Dietro ci sono le guerre e le tensioni internazionali, che incidono sui mercati energetici, ma ci sono anche questioni che l’Italia si porta dietro da anni, come la dipendenza energetica, le scelte e le non scelte sulla politica energetica, il peso della fiscalità sui carburanti e, soprattutto, una dinamica dei salari che non ha tenuto il passo con il costo della vita.
Il punto, quindi, non è soltanto quanto costa fare il pieno, ma è quanto reddito rimane a una famiglia dopo aver pagato tutte le spese necessarie per vivere.
Dati alla mano, nel Legnanese sono dichiarati oltre 4 miliardi di euro di redditi e circa il 59 per cento del reddito dichiarato a Legnano deriva dal lavoro dipendente. Un dato che ci dice quanto il nostro territorio dipenda dalla qualità del lavoro, e dalla capacità dei salari di sostenere i consumi e l’economia locale
E mentre il costo della vita aumenta, anche la nostra manifattura sta attraversando una fase di rallentamento: nel primo trimestre del 2026 circa il 30 per cento delle imprese manifatturiere dell’Alto Milanese ha registrato una diminuzione del fatturato, e la quota di imprese che programma investimenti è scesa dal 62 al 49 per cento.
È esattamente in questa fase che dobbiamo evitare che la risposta alla difficoltà economica sia ancora una volta quella di comprimere il costo del lavoro.
Gli appalti sono uno dei punti cruciali: quando un’azienda affida un’attività a un’altra impresa, e poi quella impresa subappalta ancora, la competizione rischia di trasformarsi in una gara a chi costa meno e molto spesso quel meno finisce per essere pagato dal lavoratore con un contratto meno favorevole, con un salario più basso, con meno formazione, con meno sicurezza e con più precarietà.
È questa la ragione che cui stiamo promuovendo come CGIL una proposta di legge sugli appalti e una raccolta firme per cambiare questa logica”.
Necessario smettere di considerare il massimo ribasso come una normale modalità di competizione: quando ad essere compressi sono salari, diritti e sicurezza un’impresa deve poter competere perché è più efficiente, più innovativa, e più qualificata non perché paga meno i lavoratori.
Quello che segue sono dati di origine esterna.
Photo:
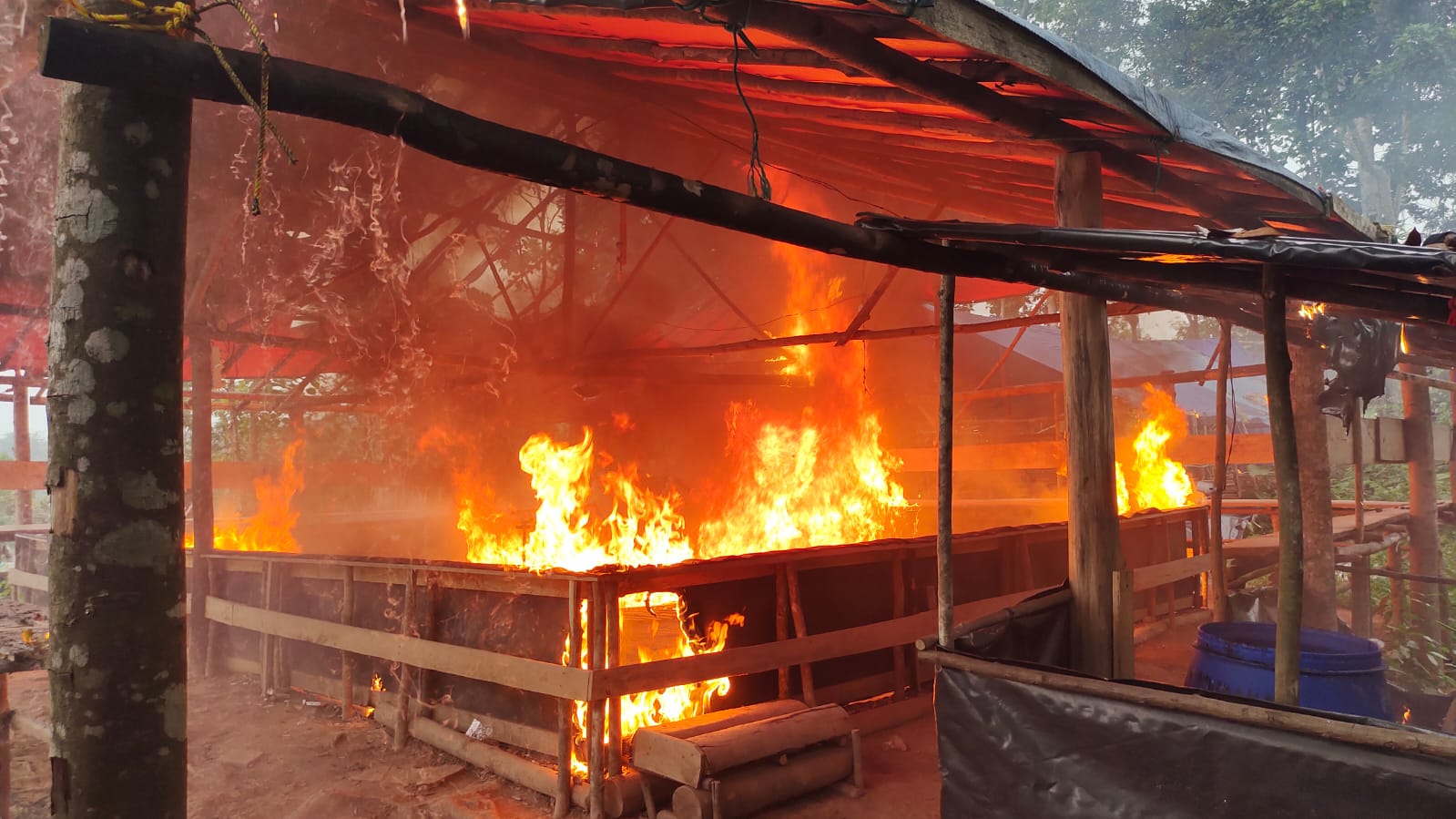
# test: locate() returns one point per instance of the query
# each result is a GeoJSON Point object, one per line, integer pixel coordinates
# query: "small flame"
{"type": "Point", "coordinates": [1158, 481]}
{"type": "Point", "coordinates": [271, 527]}
{"type": "Point", "coordinates": [464, 17]}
La qualità del lavoro è ormai una condizione della competitività.
“Per questo la nostra proposta sugli appalti va letta insieme alla questione del costo della vita. Se energia, carburanti, casa, e beni essenziali aumentano, il salario deve avere la capacità di reggere e se una parte del sistema economico continua a risparmiare, attraverso salari più bassi e condizioni peggiori, il risultato è un circolo vizioso: lavoro povero, minore potere d’acquisto, minori consumi e maggiore fragilità sociale
Per questo chiediamo alla politica di discutere nel merito la nostra proposta di legge. Non chiediamo semplicemente di firmarla, ma chiediamo di affrontare una questione che riguarda il modello economico del Paese e anche la qualità dello sviluppo del nostro territorio. Perché la domanda con cui ripartiamo dopo l’estate è molto semplice: se il costo della vita continua a crescere, vogliamo continuare a ridurre il valore del lavoro oppure vogliamo finalmente costruire un’economia nella quale chi lavora possa vivere dignitosamente del proprio lavoro?”.